On Wed, 2012-06-06 at 17:49 +0300, Michael S. Tsirkin wrote:
> On Wed, Jun 06, 2012 at 03:10:10PM +0200, Eric Dumazet wrote:
> > On Wed, 2012-06-06 at 14:13 +0300, Michael S. Tsirkin wrote:
> > 
> > > We currently do all stats either on napi callback or from
> > > start_xmit callback.
> > > This makes them safe, yes?
> > 
> > Hmm, then _bh() variant is needed in virtnet_stats(), as explained in
> > include/linux/u64_stats_sync.h section 6)
> > 
> >  * 6) If counter might be written by an interrupt, readers should block interrupts.
> >  *    (On UP, there is no seqcount_t protection, a reader allowing interrupts could
> >  *     read partial values)
> > 
> > Yes, its tricky...
> 
> Sounds good, but I have a question: this realies on counters
> being atomic on 64 bit.
> Would not it be better to always use a seqlock even on 64 bit?
> This way counters would actually be correct and in sync.
> As it is if we want e.g. average packet size,
> we can not rely e.g. on it being bytes/packets.
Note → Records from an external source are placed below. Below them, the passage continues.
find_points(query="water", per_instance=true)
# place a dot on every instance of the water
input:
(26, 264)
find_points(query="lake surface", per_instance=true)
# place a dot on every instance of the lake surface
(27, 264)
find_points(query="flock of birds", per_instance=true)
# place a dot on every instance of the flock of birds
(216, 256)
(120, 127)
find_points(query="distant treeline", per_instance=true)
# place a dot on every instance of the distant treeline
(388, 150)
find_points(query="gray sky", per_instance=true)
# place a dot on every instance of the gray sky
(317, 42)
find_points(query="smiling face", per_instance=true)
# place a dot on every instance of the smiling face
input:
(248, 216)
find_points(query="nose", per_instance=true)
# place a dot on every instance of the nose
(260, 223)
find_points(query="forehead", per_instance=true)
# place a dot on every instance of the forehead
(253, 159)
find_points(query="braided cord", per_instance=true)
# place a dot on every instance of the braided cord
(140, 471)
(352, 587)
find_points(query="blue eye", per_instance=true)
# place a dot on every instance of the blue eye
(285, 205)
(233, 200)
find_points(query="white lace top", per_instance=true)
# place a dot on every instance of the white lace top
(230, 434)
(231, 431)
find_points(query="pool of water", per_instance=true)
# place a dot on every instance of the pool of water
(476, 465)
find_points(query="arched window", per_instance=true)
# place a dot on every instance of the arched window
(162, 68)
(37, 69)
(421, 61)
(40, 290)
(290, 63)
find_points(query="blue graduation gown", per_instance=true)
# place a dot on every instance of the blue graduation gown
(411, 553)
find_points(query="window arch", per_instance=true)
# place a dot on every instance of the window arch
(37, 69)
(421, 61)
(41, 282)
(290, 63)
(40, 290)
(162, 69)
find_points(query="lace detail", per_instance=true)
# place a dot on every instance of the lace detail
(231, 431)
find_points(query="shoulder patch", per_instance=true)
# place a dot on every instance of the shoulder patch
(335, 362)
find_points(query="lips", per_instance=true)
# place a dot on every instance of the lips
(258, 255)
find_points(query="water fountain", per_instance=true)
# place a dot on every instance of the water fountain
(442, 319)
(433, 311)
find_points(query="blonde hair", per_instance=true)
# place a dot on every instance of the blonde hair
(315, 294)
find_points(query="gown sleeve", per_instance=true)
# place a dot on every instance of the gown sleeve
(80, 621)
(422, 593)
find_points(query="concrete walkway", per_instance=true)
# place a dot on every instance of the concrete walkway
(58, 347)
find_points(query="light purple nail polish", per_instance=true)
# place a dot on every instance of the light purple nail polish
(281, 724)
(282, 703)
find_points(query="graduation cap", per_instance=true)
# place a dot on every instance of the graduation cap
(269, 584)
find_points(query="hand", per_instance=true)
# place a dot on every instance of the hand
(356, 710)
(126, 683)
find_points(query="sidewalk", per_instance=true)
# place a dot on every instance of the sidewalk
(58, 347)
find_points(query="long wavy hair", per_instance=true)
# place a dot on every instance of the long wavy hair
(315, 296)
When this stuff was discussed, we chose to have a nop on 64bits.

Your point has little to do with 64bit stats, it was already like that
with 'long int' counters.

Consider average driver doing :

dev->stats.rx_bytes += skb->len;
dev->stats.rx_packets++;

A concurrent reader can read an updated rx_bytes and a 'previous'
rx_packets one.

'fixing' this requires a lot of work and memory barriers (in all
drivers), for a very litle gain (at most one packet error)

u64_stats_sync was really meant to be 0-cost on 64bit arches.